Cantillon
INSIDE THE WORLD OF BUSINESS
Sky is reaching for the stars
Sky’s the limit for BSkyB’s growth plans for Ireland, according to its chief executive Jeremy Darroch yesterday.
The satellite broadcaster set up by Rupert Murdoch in the late 1980s has opened an impressive corporate headquarters in Dublin 4 and it is recruiting feverishly as it gears up to launch residential broadband and telephone services in February.
Sky doesn’t release any meaningful data for its Irish operation – either subscribers, turnover or profits – but there are more than 700,000 of its set-top boxes in the market.
It’s a position of strength for Sky as it prepares to launch into broadband and telephone here. Even so, muscling in on these markets won’t be easy.
Cable TV rival UPC has made impressive progress with its triple play – TV, broadband and telephone – over the past couple of years.
At the end of last September, UPC had 294,300 broadband customers. This figure increased by 22 per cent year-on-year. It also had 223,400 telephone customers, which was up 55 per cent year-on-year.
UPC also has by far the fastest broadband speeds with its basic offering now 50Mb.

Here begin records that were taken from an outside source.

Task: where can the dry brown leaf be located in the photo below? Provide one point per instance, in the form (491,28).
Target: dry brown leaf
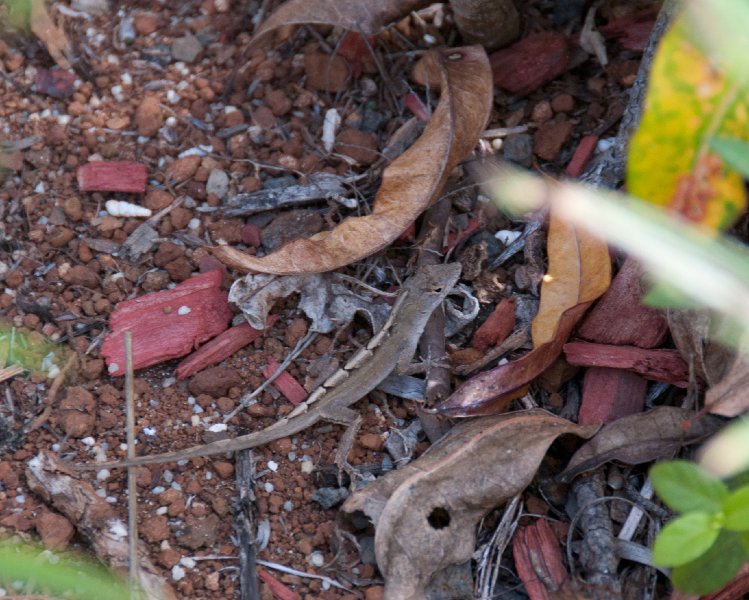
(642,438)
(363,16)
(52,36)
(409,185)
(730,396)
(579,272)
(426,513)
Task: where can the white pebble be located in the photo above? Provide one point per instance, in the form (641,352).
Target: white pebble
(507,237)
(120,208)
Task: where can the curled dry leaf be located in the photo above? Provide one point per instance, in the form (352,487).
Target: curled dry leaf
(642,438)
(409,185)
(579,272)
(426,513)
(52,36)
(362,16)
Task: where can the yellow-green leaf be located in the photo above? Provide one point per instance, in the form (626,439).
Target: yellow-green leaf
(671,162)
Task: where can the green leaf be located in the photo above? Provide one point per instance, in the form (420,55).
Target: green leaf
(664,295)
(685,487)
(684,539)
(736,510)
(734,152)
(714,569)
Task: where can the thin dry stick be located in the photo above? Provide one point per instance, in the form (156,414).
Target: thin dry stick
(132,515)
(298,349)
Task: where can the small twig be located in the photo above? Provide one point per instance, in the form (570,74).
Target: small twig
(132,507)
(244,524)
(298,349)
(432,343)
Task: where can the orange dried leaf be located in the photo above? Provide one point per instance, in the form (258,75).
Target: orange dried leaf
(579,272)
(409,185)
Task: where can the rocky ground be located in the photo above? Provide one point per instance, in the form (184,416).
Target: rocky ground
(155,91)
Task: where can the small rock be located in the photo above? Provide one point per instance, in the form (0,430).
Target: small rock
(360,146)
(327,73)
(77,412)
(215,382)
(291,225)
(563,103)
(180,217)
(81,275)
(371,441)
(183,168)
(251,235)
(60,236)
(518,149)
(199,532)
(157,199)
(218,183)
(542,112)
(223,469)
(54,529)
(169,557)
(149,116)
(73,208)
(278,102)
(186,48)
(531,62)
(155,529)
(550,137)
(179,270)
(145,23)
(166,253)
(295,331)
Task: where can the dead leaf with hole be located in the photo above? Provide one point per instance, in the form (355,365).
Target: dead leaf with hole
(425,514)
(642,438)
(410,184)
(52,36)
(579,272)
(361,16)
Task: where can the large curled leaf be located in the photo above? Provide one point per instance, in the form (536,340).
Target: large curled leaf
(671,162)
(579,272)
(426,513)
(641,438)
(362,16)
(409,185)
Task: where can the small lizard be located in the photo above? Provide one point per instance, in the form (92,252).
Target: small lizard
(390,349)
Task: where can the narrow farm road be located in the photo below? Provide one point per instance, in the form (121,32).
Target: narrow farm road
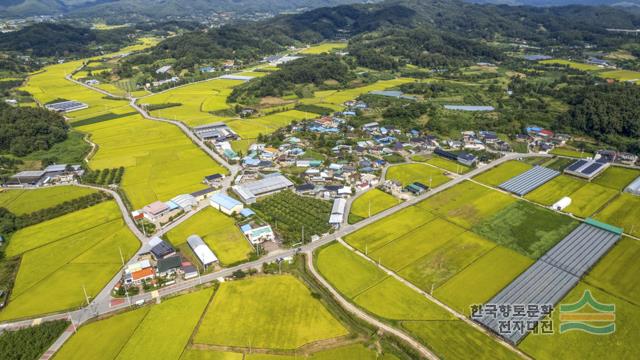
(347,305)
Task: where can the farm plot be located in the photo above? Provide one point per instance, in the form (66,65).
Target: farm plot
(415,244)
(368,286)
(623,212)
(141,333)
(617,177)
(555,190)
(384,231)
(439,265)
(453,339)
(276,312)
(409,173)
(62,255)
(252,127)
(197,101)
(291,213)
(219,232)
(22,202)
(526,228)
(617,272)
(482,279)
(589,198)
(324,48)
(160,162)
(502,173)
(371,203)
(623,343)
(467,203)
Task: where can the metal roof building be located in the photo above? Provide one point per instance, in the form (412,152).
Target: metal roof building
(547,281)
(529,180)
(634,187)
(587,169)
(250,191)
(201,250)
(66,106)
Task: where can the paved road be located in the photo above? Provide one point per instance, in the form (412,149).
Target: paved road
(346,304)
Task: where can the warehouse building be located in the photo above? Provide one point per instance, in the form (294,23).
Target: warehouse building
(66,106)
(201,250)
(249,192)
(214,132)
(587,169)
(225,204)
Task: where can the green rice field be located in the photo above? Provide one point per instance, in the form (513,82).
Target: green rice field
(160,161)
(219,231)
(526,228)
(554,190)
(482,279)
(617,177)
(62,255)
(372,202)
(624,212)
(276,312)
(589,198)
(502,173)
(22,202)
(409,173)
(141,333)
(467,203)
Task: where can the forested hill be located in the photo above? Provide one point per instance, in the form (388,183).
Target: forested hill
(48,39)
(441,24)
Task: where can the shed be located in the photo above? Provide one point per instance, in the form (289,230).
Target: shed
(201,250)
(562,204)
(225,204)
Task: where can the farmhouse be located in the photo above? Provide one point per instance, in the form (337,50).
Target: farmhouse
(185,202)
(66,106)
(225,204)
(201,250)
(155,210)
(204,193)
(249,192)
(169,266)
(257,234)
(160,249)
(337,212)
(587,169)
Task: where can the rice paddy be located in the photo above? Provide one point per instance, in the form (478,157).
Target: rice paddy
(61,256)
(276,312)
(624,212)
(409,173)
(323,48)
(160,161)
(219,231)
(22,202)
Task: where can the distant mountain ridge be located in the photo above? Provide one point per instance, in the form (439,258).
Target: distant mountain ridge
(155,8)
(621,3)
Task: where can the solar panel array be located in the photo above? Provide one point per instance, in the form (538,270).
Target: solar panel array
(586,168)
(547,281)
(529,180)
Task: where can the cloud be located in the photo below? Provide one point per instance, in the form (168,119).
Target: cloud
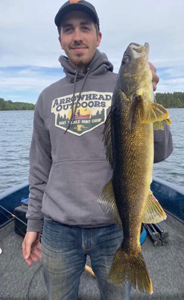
(29,48)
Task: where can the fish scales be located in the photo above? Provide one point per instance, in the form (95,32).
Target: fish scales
(129,149)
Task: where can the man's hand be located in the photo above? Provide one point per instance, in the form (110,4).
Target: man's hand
(31,247)
(155,78)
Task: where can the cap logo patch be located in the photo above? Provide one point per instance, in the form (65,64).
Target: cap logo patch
(74,1)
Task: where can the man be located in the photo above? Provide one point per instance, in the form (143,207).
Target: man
(68,167)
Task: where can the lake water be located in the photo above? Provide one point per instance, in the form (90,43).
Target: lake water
(15,138)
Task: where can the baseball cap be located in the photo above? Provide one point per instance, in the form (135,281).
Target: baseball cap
(79,5)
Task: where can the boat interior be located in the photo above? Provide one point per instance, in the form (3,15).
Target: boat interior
(164,260)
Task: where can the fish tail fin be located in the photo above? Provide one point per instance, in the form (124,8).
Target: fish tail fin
(132,269)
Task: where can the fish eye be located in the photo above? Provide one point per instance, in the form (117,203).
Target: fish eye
(126,59)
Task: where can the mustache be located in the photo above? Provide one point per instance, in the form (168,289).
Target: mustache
(77,44)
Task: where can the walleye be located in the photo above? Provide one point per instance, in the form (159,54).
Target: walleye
(128,137)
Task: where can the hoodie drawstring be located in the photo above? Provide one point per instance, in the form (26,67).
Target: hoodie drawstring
(75,108)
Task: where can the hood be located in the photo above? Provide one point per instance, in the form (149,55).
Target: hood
(98,65)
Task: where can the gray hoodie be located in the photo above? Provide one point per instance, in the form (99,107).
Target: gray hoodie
(68,167)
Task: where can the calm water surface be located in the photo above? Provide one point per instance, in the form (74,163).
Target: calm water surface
(15,137)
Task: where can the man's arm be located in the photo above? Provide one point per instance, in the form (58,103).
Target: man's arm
(40,164)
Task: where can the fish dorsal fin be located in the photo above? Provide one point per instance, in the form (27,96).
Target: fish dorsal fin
(107,138)
(108,203)
(154,213)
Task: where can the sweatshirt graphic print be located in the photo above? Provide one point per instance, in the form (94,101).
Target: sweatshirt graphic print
(90,111)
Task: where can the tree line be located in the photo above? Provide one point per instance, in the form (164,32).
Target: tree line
(168,100)
(171,100)
(9,105)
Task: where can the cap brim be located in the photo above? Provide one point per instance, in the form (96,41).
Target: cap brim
(74,7)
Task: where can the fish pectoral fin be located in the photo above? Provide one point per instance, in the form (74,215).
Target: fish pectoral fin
(154,212)
(130,268)
(107,138)
(108,203)
(136,113)
(156,113)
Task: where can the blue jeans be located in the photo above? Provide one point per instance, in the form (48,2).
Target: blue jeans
(64,251)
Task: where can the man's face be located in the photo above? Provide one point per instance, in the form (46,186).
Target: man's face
(79,39)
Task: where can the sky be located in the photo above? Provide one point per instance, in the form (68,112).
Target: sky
(29,47)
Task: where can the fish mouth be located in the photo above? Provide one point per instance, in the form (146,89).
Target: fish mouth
(139,50)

Market leader Eircom has 979,000 fixed-line phone customers and 459,000 broadband, although these are declining as competitors eat into their market share with cheaper and faster products.

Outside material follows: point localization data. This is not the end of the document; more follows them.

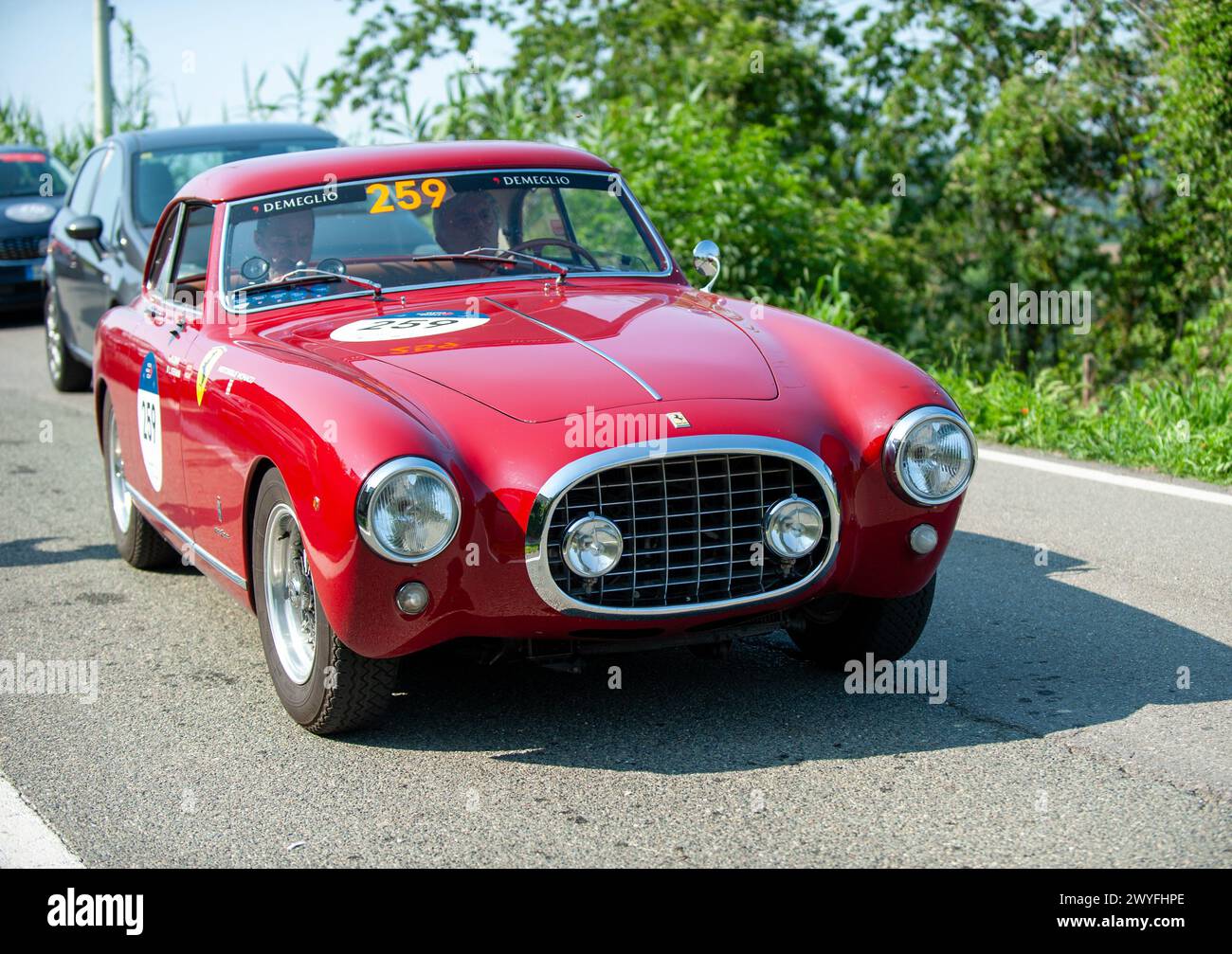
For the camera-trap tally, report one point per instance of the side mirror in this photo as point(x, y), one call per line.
point(706, 261)
point(85, 228)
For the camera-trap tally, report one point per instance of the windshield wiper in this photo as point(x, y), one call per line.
point(299, 278)
point(561, 270)
point(499, 256)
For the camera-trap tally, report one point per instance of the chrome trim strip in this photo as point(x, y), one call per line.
point(571, 474)
point(661, 247)
point(892, 461)
point(587, 345)
point(373, 482)
point(197, 550)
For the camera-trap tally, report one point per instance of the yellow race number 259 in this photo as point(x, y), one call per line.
point(407, 194)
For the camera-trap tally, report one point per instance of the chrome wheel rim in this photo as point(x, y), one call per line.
point(121, 500)
point(290, 599)
point(54, 342)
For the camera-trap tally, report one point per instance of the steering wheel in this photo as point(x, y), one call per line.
point(562, 243)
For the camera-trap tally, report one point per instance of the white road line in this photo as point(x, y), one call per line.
point(1101, 477)
point(25, 838)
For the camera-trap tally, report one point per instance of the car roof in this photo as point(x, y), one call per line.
point(222, 135)
point(299, 170)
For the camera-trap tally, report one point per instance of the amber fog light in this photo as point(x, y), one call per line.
point(411, 599)
point(591, 547)
point(923, 539)
point(793, 527)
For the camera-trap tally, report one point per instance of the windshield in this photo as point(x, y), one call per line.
point(159, 173)
point(25, 172)
point(408, 231)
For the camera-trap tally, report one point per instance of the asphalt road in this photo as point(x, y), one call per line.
point(1064, 739)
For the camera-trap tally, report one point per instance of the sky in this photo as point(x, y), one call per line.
point(197, 52)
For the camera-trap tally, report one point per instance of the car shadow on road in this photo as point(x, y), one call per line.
point(29, 551)
point(1026, 652)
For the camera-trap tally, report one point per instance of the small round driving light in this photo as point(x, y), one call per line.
point(793, 527)
point(923, 539)
point(591, 546)
point(411, 599)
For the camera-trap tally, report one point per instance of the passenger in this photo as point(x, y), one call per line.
point(284, 242)
point(467, 222)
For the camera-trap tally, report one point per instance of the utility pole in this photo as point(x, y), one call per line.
point(101, 69)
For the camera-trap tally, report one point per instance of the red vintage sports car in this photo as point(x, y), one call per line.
point(393, 397)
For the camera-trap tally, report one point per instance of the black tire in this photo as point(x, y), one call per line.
point(66, 373)
point(886, 628)
point(138, 543)
point(344, 690)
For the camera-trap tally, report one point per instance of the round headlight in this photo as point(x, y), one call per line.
point(408, 510)
point(591, 546)
point(793, 527)
point(931, 455)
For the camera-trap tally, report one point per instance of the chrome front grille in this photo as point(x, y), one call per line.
point(693, 529)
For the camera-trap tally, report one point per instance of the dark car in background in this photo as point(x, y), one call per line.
point(100, 238)
point(32, 185)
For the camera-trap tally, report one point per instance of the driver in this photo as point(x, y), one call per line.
point(468, 221)
point(284, 241)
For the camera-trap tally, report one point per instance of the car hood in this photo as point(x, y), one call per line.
point(25, 216)
point(542, 353)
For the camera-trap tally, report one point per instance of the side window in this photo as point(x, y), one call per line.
point(82, 186)
point(541, 218)
point(160, 263)
point(106, 194)
point(192, 256)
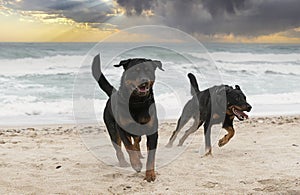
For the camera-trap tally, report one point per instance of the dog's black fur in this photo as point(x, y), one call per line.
point(130, 111)
point(218, 104)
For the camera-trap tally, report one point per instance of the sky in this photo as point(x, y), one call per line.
point(233, 21)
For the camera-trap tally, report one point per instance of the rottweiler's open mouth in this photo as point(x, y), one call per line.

However, Eircom has a new chief executive, American Herb Hribar, and an ambitious network investment programme aimed at keeping it in the game.
British mobile phone giant Vodafone is also an active competitor in these markets.

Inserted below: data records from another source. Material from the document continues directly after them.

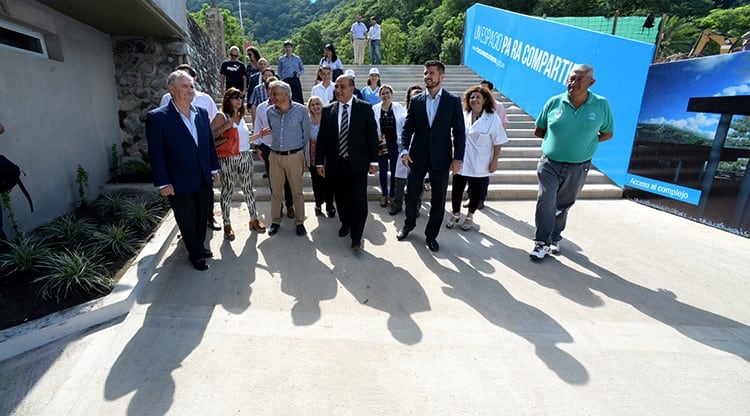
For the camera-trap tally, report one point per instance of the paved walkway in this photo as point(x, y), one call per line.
point(644, 313)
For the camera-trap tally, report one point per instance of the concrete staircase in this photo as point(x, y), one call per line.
point(515, 178)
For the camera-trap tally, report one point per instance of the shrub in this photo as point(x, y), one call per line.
point(108, 205)
point(72, 272)
point(69, 230)
point(23, 255)
point(140, 215)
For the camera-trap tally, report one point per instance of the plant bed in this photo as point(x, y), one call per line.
point(116, 226)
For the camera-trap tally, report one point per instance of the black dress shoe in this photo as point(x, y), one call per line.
point(432, 244)
point(403, 233)
point(344, 230)
point(213, 224)
point(273, 229)
point(300, 230)
point(200, 264)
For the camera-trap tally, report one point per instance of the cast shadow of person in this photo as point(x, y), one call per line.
point(182, 301)
point(491, 300)
point(303, 276)
point(546, 273)
point(378, 284)
point(661, 304)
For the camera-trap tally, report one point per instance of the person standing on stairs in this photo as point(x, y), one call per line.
point(571, 124)
point(484, 138)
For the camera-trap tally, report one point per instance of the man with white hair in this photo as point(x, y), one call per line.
point(290, 134)
point(571, 125)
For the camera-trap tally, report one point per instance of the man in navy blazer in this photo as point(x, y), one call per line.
point(426, 147)
point(184, 162)
point(348, 169)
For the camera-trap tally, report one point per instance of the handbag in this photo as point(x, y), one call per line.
point(228, 144)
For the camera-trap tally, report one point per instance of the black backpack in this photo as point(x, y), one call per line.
point(10, 176)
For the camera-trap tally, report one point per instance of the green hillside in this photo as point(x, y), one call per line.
point(416, 30)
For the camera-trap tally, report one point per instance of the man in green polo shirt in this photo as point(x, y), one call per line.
point(571, 125)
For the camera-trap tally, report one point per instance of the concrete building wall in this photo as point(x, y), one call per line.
point(57, 113)
point(176, 10)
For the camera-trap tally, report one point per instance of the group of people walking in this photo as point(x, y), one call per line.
point(340, 139)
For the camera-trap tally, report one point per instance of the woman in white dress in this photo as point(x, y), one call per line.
point(484, 138)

An interesting battle lies ahead. The winners – in the near term at least – should be consumers, with prices likely to fall as the companies fight for market share.
Pay day delayed but on course for Coulson
Paul Coulson’s big pay day at Ardagh will be delayed until the end of the year as the company digests its latest acquisition, Bloomberg reported yesterday.
The company filed registration documents to kick off its planned US initial public offering as far back as last May.
But Couslon (right), the biggest shareholder in the firm seemed in no great rush to get the job done which was understandable given the rather dislocated state of the equity markets over the past six months and the strength of the corporate bond market
Ardagh funded its $1.7 billion purchase of the US business of Saint-Gobain’s Verallia glass bottle-and- jar unit through a $1.6 billion bond issue that was was six times oversubscribed , according to Bloomberg.
As far as the IPO goes time would now appear to be Ardagh’s friend in many ways. Not least because it will allow the company to integrate its latest acquisition into its existing US operations .
Ardagh will have sales of more than €5.4 billion after buying Verallia and expects to generate $85 million of annual savings and benefits in from the deal. Most of the savings and benefits will flow from the combination of Verallia with Tampa, Florida-based Anchor Glass Container , which Ardagh bought last year for $880 million.